Load CSV datasets and map / transform the data for use.
- Load CSV datasets
- Guess types and cast data fields to types
- Calculate stats: global, fields and pairwise (field by field correlations etc)
- Map datasets to other datasets using transform functions
This is designed to take a specification object (JSON) and load a dataset and optionally map values to requested ranges.
The JSON specification objects can be saved in your application for use in presets.
Status: ALPHA
Currently all transformation functions are to be supplied when you
Load a dataset from disk, calculate statistics and apply transformations
Returns: Object
- Dataset
Param | Type | Description |
---|---|---|
functions | Object |
Named function registery |
path | String |
|
statsParams | Object |
|
mapParams | Array.<Object> |
Load and parse a dataset from path.
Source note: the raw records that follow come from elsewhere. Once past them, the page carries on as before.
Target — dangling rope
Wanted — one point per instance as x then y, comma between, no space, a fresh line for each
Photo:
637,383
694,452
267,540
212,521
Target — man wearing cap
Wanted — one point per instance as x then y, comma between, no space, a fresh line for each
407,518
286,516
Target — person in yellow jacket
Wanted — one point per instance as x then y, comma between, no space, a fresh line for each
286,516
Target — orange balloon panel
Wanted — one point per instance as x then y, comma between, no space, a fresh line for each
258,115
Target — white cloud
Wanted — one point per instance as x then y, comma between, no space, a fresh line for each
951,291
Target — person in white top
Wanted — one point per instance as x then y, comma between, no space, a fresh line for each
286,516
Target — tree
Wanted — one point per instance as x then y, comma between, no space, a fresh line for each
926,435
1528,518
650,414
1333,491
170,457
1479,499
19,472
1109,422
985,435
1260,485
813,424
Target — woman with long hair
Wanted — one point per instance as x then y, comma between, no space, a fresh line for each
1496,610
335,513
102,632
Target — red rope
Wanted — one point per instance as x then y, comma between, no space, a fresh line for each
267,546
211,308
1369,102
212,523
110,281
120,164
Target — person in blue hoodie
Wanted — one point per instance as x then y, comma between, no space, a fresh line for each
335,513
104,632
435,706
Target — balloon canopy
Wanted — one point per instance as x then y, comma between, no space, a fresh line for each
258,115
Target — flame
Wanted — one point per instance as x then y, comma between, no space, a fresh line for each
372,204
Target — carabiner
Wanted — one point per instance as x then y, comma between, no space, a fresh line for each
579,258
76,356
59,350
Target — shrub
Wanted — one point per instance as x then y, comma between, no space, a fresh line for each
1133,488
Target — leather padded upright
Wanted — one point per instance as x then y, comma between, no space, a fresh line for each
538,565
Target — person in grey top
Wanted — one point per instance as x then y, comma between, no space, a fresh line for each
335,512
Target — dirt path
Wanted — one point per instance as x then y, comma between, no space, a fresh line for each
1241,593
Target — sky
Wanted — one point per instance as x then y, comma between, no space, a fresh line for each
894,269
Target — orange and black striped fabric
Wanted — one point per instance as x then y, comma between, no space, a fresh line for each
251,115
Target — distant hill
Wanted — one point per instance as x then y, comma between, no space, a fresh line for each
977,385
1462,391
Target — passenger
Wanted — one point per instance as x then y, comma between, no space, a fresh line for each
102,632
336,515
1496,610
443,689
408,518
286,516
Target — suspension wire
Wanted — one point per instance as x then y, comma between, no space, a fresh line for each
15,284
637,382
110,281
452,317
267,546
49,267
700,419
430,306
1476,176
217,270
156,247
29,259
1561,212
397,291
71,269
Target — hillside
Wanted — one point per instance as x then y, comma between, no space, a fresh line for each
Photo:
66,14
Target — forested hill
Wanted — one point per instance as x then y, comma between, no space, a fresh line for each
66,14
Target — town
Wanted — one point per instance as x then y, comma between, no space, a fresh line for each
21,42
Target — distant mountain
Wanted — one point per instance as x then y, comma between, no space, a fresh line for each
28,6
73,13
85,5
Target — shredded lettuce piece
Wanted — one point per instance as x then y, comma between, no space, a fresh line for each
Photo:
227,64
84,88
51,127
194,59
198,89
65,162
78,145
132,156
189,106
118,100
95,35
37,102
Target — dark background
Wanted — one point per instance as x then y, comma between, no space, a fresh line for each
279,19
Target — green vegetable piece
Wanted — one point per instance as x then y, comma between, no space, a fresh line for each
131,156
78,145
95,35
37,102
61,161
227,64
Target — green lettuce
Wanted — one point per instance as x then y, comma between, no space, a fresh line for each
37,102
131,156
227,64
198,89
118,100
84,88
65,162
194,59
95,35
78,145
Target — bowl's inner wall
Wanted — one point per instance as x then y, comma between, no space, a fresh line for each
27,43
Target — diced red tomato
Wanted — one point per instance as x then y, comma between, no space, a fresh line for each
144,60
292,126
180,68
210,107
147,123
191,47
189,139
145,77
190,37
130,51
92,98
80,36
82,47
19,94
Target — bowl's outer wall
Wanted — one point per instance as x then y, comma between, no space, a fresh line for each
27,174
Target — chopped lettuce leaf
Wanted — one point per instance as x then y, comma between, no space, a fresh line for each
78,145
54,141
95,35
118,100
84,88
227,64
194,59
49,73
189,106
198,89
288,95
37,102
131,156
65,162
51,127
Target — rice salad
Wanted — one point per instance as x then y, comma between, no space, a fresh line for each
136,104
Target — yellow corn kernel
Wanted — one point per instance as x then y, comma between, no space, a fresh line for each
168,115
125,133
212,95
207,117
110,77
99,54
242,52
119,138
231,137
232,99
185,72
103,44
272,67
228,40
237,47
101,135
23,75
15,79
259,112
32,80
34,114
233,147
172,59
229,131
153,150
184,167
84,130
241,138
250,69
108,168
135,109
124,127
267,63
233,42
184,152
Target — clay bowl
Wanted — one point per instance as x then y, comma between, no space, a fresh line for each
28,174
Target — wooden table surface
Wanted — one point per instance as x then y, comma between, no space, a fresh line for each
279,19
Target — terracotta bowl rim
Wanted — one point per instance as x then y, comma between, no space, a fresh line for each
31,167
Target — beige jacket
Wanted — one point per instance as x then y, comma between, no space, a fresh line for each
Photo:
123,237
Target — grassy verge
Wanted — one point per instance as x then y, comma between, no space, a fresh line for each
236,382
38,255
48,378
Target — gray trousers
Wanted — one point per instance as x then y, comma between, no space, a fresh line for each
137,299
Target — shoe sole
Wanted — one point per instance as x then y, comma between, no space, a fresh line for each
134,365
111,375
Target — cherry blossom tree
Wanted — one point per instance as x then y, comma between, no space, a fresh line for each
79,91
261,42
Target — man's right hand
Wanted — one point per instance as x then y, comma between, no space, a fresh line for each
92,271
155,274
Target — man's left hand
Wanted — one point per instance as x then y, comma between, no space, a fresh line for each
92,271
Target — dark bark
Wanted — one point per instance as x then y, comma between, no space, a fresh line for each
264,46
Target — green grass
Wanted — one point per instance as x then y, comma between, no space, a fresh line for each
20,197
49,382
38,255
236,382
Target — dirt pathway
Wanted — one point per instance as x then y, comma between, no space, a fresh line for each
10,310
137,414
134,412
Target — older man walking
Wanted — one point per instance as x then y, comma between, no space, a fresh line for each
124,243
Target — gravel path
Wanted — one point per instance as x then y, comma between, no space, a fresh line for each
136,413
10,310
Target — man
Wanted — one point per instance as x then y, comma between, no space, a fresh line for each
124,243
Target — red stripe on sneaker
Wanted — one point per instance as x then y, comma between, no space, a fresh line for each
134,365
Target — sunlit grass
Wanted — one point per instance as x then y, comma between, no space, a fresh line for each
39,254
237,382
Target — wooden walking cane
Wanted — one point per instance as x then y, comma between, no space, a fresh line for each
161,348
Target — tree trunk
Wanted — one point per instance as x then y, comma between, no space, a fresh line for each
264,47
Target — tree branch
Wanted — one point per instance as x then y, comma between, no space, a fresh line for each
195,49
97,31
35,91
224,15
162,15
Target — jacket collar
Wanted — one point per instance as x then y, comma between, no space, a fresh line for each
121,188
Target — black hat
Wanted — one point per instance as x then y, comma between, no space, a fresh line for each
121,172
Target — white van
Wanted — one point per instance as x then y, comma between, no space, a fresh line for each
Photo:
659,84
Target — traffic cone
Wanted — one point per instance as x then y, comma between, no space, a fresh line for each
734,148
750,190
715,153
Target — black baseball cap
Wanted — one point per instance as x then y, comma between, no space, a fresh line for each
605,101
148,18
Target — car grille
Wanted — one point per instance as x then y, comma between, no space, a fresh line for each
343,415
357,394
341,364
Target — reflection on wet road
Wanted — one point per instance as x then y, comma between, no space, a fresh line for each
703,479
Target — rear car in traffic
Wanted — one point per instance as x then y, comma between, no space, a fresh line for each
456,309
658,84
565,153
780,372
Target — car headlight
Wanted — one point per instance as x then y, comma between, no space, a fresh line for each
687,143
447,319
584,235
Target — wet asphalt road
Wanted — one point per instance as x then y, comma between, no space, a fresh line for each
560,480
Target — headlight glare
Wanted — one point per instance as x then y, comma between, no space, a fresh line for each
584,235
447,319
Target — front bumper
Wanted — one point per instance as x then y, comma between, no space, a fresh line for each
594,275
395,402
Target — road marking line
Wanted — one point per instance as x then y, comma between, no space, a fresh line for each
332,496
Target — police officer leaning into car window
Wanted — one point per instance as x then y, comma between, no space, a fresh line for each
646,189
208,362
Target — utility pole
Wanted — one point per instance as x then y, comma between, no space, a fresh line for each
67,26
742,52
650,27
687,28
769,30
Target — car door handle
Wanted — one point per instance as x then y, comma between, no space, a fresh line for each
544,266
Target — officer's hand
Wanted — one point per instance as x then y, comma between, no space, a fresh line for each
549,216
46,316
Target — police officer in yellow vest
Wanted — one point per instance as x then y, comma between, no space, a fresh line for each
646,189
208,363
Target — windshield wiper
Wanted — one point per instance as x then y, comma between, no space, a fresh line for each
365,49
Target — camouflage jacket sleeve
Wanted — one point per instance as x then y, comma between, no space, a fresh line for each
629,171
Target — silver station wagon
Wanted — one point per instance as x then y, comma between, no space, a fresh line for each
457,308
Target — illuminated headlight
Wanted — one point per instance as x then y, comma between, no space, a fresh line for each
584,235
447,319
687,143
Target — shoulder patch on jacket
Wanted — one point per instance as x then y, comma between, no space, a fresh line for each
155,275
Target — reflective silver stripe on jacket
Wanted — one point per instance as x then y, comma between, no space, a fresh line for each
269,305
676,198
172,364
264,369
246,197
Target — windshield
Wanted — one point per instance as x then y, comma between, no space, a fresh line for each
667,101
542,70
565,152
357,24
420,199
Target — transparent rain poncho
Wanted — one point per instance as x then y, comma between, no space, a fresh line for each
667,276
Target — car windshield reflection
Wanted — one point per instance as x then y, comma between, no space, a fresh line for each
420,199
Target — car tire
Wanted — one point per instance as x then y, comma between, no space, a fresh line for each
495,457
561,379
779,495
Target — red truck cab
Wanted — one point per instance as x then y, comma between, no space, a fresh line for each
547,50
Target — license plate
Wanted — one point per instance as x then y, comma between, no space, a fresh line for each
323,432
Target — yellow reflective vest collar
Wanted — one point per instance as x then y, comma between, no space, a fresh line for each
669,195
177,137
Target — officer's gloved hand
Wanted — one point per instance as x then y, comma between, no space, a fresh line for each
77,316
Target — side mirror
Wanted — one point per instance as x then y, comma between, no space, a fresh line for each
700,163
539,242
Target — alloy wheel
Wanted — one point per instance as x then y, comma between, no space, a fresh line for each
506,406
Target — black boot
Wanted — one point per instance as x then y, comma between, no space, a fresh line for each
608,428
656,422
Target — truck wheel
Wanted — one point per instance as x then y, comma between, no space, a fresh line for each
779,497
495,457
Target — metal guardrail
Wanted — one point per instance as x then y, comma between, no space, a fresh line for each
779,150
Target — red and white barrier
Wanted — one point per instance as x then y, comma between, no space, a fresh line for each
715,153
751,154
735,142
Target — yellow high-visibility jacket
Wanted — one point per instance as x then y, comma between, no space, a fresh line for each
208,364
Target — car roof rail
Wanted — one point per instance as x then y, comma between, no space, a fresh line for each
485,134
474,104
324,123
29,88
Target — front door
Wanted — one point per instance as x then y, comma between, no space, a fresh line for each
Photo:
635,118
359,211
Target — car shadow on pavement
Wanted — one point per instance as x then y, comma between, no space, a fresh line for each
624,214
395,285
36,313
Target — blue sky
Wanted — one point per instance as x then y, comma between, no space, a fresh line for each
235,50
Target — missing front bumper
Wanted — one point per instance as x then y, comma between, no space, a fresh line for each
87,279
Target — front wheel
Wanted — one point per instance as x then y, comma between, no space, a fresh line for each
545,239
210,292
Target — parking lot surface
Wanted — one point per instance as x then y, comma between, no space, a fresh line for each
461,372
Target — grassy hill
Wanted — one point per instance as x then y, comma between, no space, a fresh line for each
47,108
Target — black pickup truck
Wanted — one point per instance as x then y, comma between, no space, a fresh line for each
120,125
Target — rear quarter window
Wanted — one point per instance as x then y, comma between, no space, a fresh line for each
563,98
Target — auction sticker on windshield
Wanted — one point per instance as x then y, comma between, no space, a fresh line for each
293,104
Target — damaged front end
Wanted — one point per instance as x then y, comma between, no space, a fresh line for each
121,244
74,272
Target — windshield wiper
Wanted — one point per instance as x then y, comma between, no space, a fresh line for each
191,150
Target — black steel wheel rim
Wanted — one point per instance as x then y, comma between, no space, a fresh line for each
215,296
Stats are not yet calculated so types are unknown and all fields are strings.
Returns: Promise.<Object>
- Promise for a dataset
Param | Type | Description |
---|---|---|
path | String |
Absolute path to file |
Load and parse a dataset and calculate stats and coerce types of field values.
Returns: Promise.<Object>
- Promise for a dataset
Param | Type | Description |
---|---|---|
path | String |
Absolute path to file |
functions | Object |
Named function registery |
statsParams | Object |
The stats object from params |
Create a dataset object from an array of objects
Returns: Object
- dataset - {data, fields, path}
Param | Type | Description |
---|---|---|
data | Object |
[{field: value, field2: value}, ...] |
fields | Array.<String> |
Field names |
path | String |
Calculate statistics (minval, maxval, avg etc.) for a dataset using a stats specification.
Returns: Object
- stats
Param | Type | Description |
---|---|---|
functions | Object |
Named function registery |
statsParams | Object |
The stats object from params |
dataset | Object |
As returned by loadDataset or from a previous transformation. |
Calculate statistics and return a new dataset objects with .stats set
Returns: Object
- dataset
Param | Type | Description |
---|---|---|
functions | Object |
Named function registery |
statsParams | Object |
|
dataset | Object |
Having guessed types with calculateStats, cast all fields to the guessed types.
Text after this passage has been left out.